The Pensions and Lifetime Savings Association (PLSA) thanked TPR for its engagement with the industry, highlighting "high levels of support" for the Single Code of Practice amongst its members, with 72 per cent supportive, and just 2 per cent opposed.

However, PLSA director of policy and advocacy, Nigel Peaple, also clarified that, from a practical standpoint, there could be greater clarity as to where TPR has made changes to requirements, or added new ones.

“This will help achieve higher levels of compliance and reduce the administrative burden on schemes, something of particular value to smaller schemes,” he stated.

Association of Consulting Actuaries (ACA) chair, Patrick Bloomfield, echoed this, warning that the code does not have a clear indication of which requirements are new, which are simply 'consolidation' or which existing requirements have been removed.

He continued: "This approach has made it difficult to be sure we have identified all of the potentially significant changes incorporated into the draft code.
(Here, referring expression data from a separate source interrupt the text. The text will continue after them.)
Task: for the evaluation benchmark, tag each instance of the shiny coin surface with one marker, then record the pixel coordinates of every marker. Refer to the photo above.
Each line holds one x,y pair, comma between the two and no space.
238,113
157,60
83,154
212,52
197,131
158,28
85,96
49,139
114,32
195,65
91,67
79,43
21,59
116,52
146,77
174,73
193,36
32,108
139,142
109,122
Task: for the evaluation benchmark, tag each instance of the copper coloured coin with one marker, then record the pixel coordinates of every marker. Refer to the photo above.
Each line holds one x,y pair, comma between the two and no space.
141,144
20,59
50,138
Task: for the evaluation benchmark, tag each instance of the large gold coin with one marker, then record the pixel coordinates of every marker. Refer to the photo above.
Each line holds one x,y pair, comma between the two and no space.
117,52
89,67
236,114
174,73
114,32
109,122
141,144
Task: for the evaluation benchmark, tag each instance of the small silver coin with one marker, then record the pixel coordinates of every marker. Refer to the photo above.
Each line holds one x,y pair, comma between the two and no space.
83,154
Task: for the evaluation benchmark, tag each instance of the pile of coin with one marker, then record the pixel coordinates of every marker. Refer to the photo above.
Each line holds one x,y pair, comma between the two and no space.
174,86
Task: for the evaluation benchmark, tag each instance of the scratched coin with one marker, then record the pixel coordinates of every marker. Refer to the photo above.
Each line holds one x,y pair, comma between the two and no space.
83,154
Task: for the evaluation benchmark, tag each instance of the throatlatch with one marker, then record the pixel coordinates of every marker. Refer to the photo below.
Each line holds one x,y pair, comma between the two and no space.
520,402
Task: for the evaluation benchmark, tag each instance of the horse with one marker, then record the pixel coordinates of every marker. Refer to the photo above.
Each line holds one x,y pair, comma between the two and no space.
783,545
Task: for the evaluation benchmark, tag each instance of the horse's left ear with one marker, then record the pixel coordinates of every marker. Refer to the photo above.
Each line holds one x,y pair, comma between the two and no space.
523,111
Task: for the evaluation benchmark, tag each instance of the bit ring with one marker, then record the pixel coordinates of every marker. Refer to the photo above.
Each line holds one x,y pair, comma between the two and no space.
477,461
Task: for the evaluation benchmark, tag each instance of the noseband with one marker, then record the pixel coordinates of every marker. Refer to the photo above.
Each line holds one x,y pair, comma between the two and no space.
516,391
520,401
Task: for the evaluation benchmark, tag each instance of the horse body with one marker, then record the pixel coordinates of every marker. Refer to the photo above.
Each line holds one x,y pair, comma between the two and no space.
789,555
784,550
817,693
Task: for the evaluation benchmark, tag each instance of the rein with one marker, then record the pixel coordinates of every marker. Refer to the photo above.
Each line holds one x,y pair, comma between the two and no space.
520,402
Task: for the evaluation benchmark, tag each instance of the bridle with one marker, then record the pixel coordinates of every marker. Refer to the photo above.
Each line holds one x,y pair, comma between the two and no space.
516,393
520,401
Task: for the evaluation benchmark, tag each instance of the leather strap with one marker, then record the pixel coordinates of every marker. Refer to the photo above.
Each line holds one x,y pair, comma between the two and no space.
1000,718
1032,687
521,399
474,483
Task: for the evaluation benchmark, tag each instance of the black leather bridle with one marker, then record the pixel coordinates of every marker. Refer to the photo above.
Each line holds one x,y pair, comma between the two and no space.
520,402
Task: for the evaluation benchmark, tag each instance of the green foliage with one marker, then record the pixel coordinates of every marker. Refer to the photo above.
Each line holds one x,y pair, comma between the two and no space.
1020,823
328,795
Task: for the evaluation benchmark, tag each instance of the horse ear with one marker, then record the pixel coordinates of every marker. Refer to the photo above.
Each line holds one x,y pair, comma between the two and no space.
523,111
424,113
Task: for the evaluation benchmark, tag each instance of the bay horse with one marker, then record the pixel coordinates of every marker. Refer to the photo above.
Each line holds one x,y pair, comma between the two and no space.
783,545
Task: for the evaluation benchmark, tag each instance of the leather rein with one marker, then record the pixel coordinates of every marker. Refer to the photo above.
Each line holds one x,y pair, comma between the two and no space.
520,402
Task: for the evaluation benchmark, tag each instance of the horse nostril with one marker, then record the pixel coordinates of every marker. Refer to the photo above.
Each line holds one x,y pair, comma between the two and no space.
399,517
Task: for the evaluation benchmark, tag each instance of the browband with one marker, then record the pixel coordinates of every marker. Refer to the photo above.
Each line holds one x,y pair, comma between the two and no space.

“A good example of a significant and potentially problematic new requirement that we did identify is that no more than a fifth of scheme investments are to be held in assets not traded on regulated markets (on page 65 of the consultation document) which we comment on in our response.

“The detailed list of items to include in an “Own Risk Assessment” look onerous and may raise serious governance concerns for smaller schemes that are above the 100 member threshold at which the requirement will fall away.”

Considering this, the ACA has “strongly recommended” that TPR highlight the specific changes being made to requirements in future, also stating that a consultation document “of this magnitude” should allow for a three-month consultation period.

Society of Pension Professionals legislation committee chair, Mark Bondi, agreed, stating: “The Single Code is a complex and significant undertaking for TPR. Yet the timescale given to the industry to review the full draft has been insufficient.

"As a result, we fear the resulting code risks being flawed and costly to implement, undermining its value.

“We suggest TPR focuses this year on bringing in the new code areas in an improved way, together with accompanying guidance such as for the IORP II regulations, so it is fit for the range of schemes the expectations will apply to.

“The additional work to update existing codes and guidance can follow in a more manageable way later, with increased guidance in the meantime for areas of greater regulatory focus such as the Implementation Statement and statement of investment principles (SIP).”

Concerns have also been raised over the need for further clarity more broadly, as the ACA called on TPR to clarify whether trustees can delegate IT and cybersecurity requirements to third-party providers, or if they are required to carry out their own tests.

In addition to this, the ACA argued that the existing guides for defined contribution (DC) should be retained as the current framework is “working well”, raising concerns about transition from Code of Practice 13.

It also highlighted concerns about where new requirements are onerous or duplicate disclosures that already need to be made elsewhere, particularly in relation to the Implementation Statement, which it said appears to introduce new requirements.

Alongside this, the PLSA warned that the application of the code to the Local Government Pension Scheme (LGPS) is "often not clear", calling on TPR to provide additional guidance and support to funds on this issue.

Peaple added: "One of the other key areas of concern across our membership is the introduction of new phrasing that interprets the legal requirement to invest predominantly in regulated markets to be 80 per cent.

“There is nothing in statute that requires this allocation and many of our member pension schemes regard it as arbitrary. Many defined benefit (DB) schemes already invest beyond a 20 per cent holding of illiquid assets, in line with generally accepted principles of pension funding.

“Limiting investment in the way proposed would also make it harder to achieve other government policy objectives related to responsible investing, climate change and infrastructure.”